This weekend, a nearly three-hour long movie called Cloud Atlas will open in theaters. Cloud Atlas is based on a book (that takes more than three hours to read) also titled Cloud Atlas. The film version stars a plethora of actors that you've heard of -- Tom Hanks (The Man With One Red Shoe), Halle Berry (Boomerang) and Hugh Grant (Mickey Blue Eyes) -- but, does that ensure your enjoyment of Cloud Atlas? As a service, we answer every question that you could possibly have about Cloud Atlas.
Q: If I haven't read Cloud Atlas, will I understand Cloud Atlas?
A: I have not read the book, yet I was never particularly more confused than I am during any other movie. (Full disclosure: I'm easily confused.)
Q: Is this the movie that Republicans like?
A: You're thinking of Atlas Shrugged (and, unrelated, Boiler Room).
Q: At nearly three hours, does Cloud Atlas feel like a three hour movie?

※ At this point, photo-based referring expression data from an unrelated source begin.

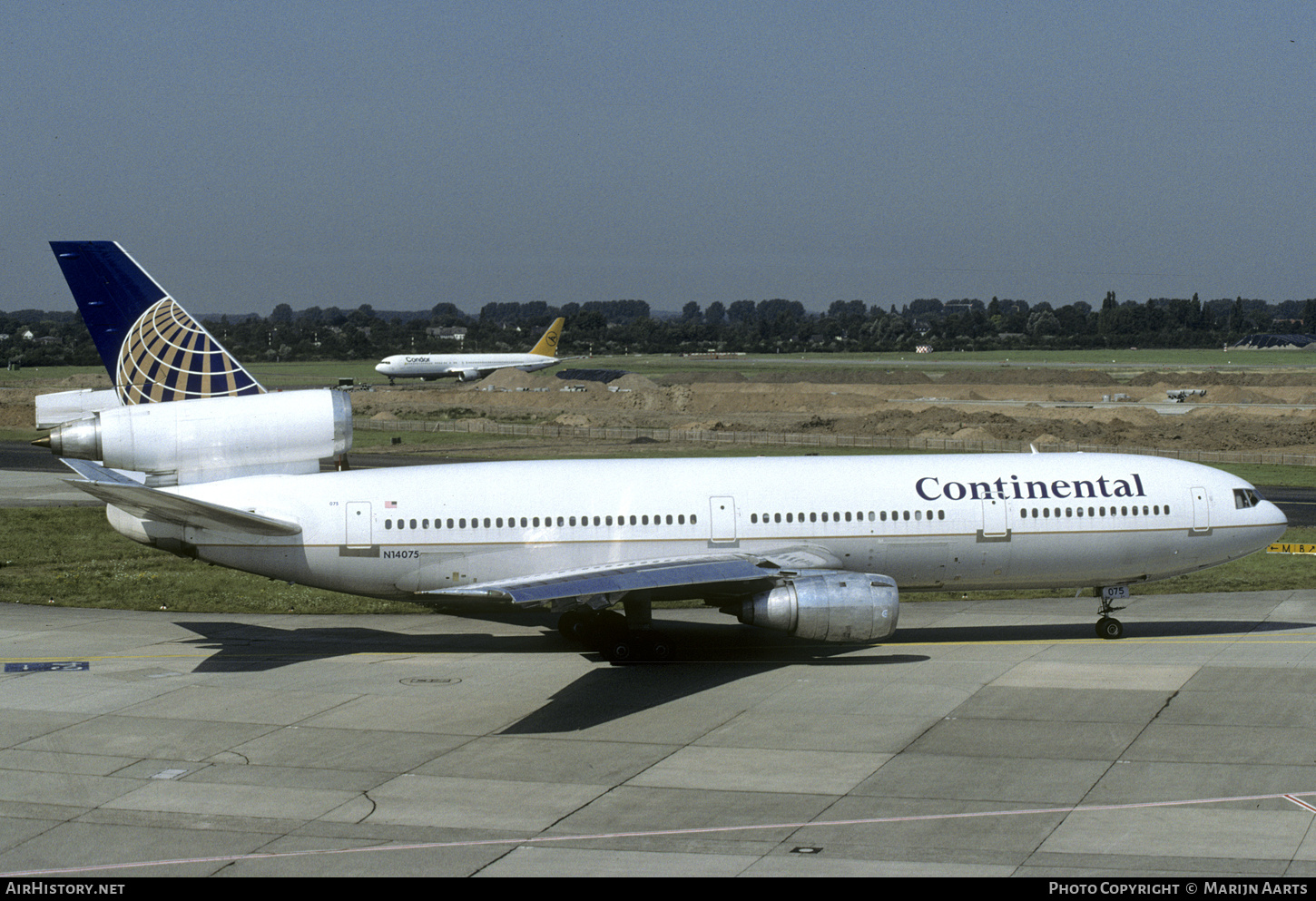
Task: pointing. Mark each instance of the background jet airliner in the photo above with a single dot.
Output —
(818, 547)
(467, 367)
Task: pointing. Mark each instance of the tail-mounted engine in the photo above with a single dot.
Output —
(830, 607)
(190, 441)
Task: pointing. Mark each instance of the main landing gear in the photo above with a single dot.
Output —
(611, 632)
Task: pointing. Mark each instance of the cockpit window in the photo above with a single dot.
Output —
(1245, 497)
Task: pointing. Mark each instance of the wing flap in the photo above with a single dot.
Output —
(146, 503)
(612, 579)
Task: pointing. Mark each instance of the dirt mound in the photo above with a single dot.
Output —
(632, 382)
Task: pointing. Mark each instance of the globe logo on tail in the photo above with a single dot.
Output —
(167, 356)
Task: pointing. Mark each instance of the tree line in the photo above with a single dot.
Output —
(765, 327)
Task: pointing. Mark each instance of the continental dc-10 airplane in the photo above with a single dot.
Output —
(816, 547)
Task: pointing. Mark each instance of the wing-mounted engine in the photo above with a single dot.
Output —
(828, 605)
(192, 441)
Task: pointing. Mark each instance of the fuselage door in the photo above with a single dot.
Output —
(359, 533)
(722, 520)
(995, 523)
(1201, 511)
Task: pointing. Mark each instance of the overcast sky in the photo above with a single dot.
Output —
(404, 154)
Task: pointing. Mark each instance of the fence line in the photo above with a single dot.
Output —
(821, 439)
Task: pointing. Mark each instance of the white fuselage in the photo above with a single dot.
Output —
(930, 523)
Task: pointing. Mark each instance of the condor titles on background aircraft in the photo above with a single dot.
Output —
(468, 367)
(816, 547)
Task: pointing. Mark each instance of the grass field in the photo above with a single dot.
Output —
(327, 372)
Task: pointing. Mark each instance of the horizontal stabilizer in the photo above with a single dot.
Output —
(160, 505)
(617, 578)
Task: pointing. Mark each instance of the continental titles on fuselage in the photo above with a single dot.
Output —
(932, 489)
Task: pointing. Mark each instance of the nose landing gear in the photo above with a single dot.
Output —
(1108, 626)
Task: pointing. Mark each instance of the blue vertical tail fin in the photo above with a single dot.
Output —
(152, 350)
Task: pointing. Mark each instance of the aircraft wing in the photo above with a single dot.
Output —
(658, 578)
(138, 500)
(710, 575)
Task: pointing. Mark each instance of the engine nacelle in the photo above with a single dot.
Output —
(828, 605)
(190, 441)
(69, 406)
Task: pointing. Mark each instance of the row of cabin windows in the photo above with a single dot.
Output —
(535, 523)
(1046, 512)
(847, 515)
(836, 515)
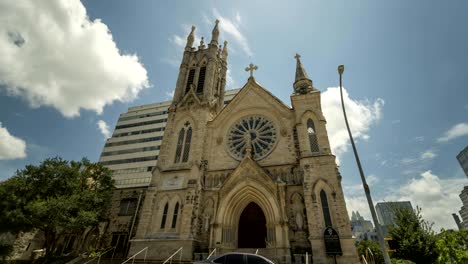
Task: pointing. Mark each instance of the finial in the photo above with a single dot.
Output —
(215, 33)
(297, 57)
(248, 146)
(302, 82)
(225, 50)
(251, 68)
(190, 39)
(202, 44)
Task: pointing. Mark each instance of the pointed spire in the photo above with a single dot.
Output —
(302, 82)
(215, 34)
(190, 39)
(225, 50)
(202, 44)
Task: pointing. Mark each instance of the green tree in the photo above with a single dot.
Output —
(55, 196)
(364, 246)
(414, 237)
(453, 246)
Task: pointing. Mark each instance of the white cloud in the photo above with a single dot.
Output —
(170, 94)
(104, 128)
(11, 147)
(456, 131)
(428, 155)
(231, 28)
(53, 55)
(437, 197)
(238, 18)
(178, 40)
(361, 116)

A: Yes, it does. Maybe a little longer.
Q: Does this mean that Cloud Atlas is boring?
A: No. Though, it is dense. I mean, there's a lot going on in this movie. It's actually one of the most remarkable films that I've ever seen. But just because something is remarkable doesn't necessarily mean that it's also an enjoyable experience.

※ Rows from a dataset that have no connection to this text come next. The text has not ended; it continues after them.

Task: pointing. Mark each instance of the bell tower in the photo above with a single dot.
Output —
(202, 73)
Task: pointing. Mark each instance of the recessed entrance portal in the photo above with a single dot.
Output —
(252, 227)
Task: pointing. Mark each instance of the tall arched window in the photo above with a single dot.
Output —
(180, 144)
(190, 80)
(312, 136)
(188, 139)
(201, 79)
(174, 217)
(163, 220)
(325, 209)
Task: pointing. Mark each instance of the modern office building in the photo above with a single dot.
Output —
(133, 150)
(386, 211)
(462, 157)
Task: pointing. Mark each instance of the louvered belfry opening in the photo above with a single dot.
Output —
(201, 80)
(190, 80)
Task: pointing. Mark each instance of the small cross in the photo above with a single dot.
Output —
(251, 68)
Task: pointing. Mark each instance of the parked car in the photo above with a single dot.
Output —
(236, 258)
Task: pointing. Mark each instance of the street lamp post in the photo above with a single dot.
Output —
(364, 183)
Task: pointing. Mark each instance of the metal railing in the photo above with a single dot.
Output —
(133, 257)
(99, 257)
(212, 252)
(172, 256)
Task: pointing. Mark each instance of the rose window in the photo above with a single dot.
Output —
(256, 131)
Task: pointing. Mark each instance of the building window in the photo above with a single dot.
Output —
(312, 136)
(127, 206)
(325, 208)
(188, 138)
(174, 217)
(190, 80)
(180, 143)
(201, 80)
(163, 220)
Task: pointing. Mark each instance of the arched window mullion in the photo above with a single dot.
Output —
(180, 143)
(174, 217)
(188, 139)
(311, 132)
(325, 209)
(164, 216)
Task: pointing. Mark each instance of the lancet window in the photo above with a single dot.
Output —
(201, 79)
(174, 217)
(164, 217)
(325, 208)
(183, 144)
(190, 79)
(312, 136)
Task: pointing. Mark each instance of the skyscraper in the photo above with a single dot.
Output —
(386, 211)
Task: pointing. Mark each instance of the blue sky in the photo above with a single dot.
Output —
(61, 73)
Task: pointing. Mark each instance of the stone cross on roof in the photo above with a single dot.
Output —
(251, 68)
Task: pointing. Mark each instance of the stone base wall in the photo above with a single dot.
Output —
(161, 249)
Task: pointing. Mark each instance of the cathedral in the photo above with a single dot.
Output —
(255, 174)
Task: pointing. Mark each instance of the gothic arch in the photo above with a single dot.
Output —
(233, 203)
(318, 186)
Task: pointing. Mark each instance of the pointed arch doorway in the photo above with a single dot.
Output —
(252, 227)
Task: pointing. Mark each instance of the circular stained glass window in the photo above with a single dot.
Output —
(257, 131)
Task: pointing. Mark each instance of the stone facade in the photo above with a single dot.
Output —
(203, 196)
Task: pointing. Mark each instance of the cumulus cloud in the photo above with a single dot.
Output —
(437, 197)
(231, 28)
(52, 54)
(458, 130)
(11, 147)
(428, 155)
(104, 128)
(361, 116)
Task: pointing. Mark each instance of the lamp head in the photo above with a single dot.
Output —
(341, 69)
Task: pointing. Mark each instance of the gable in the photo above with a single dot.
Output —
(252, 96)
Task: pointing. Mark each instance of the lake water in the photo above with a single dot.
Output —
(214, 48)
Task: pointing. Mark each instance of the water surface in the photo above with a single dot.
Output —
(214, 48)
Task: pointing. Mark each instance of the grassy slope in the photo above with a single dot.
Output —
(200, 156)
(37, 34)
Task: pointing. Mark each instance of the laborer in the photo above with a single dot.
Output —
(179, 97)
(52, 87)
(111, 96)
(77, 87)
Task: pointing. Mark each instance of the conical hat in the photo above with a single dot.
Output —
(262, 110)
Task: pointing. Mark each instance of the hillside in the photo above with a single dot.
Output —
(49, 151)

Q: What are the chances that someone at Warner Bros. is thinking about using, "One of the most remarkable films that I've ever seen," as a pull quote?
A: 35 percent.
Q: Can you make a bad analogy that not at all relates to what we're discussing to explain what you mean by that?
A: Sure. A black hole is certainly remarkable. But the process of being spaghettified by that black hole once crossing over the event horizon is not an enjoyable experience. (I assume.)

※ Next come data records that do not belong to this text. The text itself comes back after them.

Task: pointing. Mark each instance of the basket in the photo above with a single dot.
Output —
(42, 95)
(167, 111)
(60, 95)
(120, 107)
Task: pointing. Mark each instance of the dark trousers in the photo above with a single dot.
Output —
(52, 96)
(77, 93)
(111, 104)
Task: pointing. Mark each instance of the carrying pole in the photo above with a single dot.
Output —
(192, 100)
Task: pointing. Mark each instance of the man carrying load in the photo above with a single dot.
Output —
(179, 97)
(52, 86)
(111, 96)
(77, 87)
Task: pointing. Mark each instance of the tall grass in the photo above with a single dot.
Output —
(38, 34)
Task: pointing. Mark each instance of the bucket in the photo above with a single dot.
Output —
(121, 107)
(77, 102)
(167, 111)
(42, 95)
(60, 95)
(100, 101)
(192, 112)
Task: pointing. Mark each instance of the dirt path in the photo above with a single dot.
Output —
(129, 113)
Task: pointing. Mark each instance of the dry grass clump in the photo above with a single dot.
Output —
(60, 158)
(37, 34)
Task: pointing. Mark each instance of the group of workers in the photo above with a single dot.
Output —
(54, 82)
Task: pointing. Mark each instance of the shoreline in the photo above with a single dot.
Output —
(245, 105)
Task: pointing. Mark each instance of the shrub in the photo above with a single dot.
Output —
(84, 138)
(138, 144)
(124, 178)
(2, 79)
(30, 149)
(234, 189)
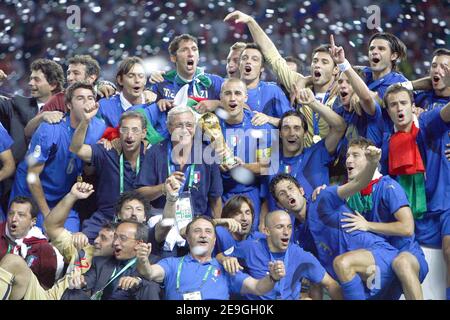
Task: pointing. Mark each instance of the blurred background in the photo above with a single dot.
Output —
(112, 30)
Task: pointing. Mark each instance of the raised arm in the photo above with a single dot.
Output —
(286, 76)
(336, 122)
(54, 222)
(77, 146)
(358, 85)
(373, 155)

Q: What is Cloud Atlas about?
Q: Are you not going to explain the plot of Cloud Atlas?
A: Oh, you.
Q: OK, can you at lest summarize the plot of Cloud Atlas in less than 100 words?
A: Oh, good grief, fine. There are six stories that are all loosely related: A post-apocalyptic journey to a mountaintop; a late '70s journalistic investigation of a corrupt nuclear power plant; the process of composing the perfect piece of music; the freeing of a slave; an escape from a retirement home; and a futuristic clone's fight for freedom.
Q: You have 43 more words.
A: I'll pass.
Q: Well, who does Tom Hanks portray in Cloud Atlas?
A: It might be easier to explain who he doesn't portray. The actors in Cloud Atlas portray multiple roles.
Q: Was a good amount of your time watching Cloud Atlas spent thinking to yourself, Wait, who is THAT?
A: It's almost impossible not to play the "which famous actor is in the crazy makeup" game while watching Cloud Atlas.
Q: What did you assume that you would never see, yet you saw it in Cloud Atlas?
A: Hugh Grant wearing war paint on his face.
Q: What's the best thing about Cloud Atlas?
A: Jim Broadbent's escape attempt from a retirement home.
Q: What's the worst thing about Cloud Atlas?
A: An annoying creature of some sort that haunts Tom Hanks throughout the film.
A: No. Hooch was a nuisance, but not particularly annoying. Hugo Weaving portrays a goblin, or something, that constantly taunts Hanks' post-apocalyptic character.
Q: How long have you been dreading the thought of writing about Cloud Atlas?
A: For almost seven weeks.
Q: On a scale of one to ten, how ashamed are you of making a Turner & Hooch reference?
Q: For no reason in particular, will you embed a video of Tom Hanks rapping and dancing to the theme song for Dragnet?
Q: Do any of the stories in Cloud Atlas feature Pep Streebeck?
A: For better or for worse, no.
Q: What's the biggest difference between the book and film versions of Cloud Atlas?
A: From what I understand, the book spends more time with each story. In that it there are shifts between stories, but a lot less of them. The movie shifts back and forth between stories at almost a breakneck pace.
Q: Is it possible to break your neck from just watching a movie?
A: Probably not.
Q: What's the biggest problem with Cloud Atlas?
A: With the constant shifting between stories, it never stayed on one long enough for me to connect with any particular character. Or, if I felt that I was starting to connect, the film would shift to a story that was not as appealing.
Q: Did you want to like Cloud Atlas more than you did?
A: First, I think I want to like everything more than I do. I feel like this should be a goal in life -- more enjoyment. And, yes, I really wanted to like Cloud Atlas. It's so obvious that Andy Wachowski, Lana Wachowski and Tom Tykwer put their hearts and souls into this movie. And, as mentioned, it's a remarkable piece of filmmaking -- just not particularly enjoyable.
Q: Would you recommend seeing Cloud Atlas?
A: In the respects of, "You will probably never see anything quite like this again," yes. But, just know there's a chance of spaghettification.